Can aging adults name their own guardians for their future care?

On Behalf of | Jul 14, 2021 | Estate Planning |

When age or medical conditions leave someone unable to care for themselves, they need a guardian. Typically, the Virginia courts will only name a guardian when someone has already experienced cognitive decline and lacks the testamentary capacity to act in their own best interests.

The courts become aware of that need because a family member or an unrelated professional requests a guardianship hearing. Medical evidence and testimony could convince the courts to name another adult to name a guardian to manage medical, legal and financial matters.

When someone needs a guardian, they are no longer in a legal position to choose their own guardian. Is it possible for those considering their retirement and golden years to name a guardian before they lose their testamentary capacity?

The right documents in a living will can help you pick your own guardian

Waiting until other people decide you no longer have your full faculties anymore is too late to act on your own behalf. If you plan ahead for the possibility of cognitive decline, the chances are better that the courts will uphold your wishes.

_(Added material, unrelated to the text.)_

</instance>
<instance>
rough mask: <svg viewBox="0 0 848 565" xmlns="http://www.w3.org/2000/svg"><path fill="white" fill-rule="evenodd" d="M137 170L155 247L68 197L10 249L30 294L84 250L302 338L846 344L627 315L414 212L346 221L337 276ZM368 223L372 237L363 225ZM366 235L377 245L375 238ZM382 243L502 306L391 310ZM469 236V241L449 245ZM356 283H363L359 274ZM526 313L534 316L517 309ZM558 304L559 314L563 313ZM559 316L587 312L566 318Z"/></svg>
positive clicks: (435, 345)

A durable power of attorney that assigns medical or financial authority to someone you trust can stay in place even after you lose your testamentary capacity. Combining powers of attorney with health care directives can effectively allow older adults to choose their own guardian and set the rules for that guardianship on their own. The documents they create can retain their legal authority even if the courts declare that adult incapacitated in the future.

A little careful planning now will protect you if your health declines as you age. Learning about the value of a living will can help you make better decisions as you create or revisit your estate plan.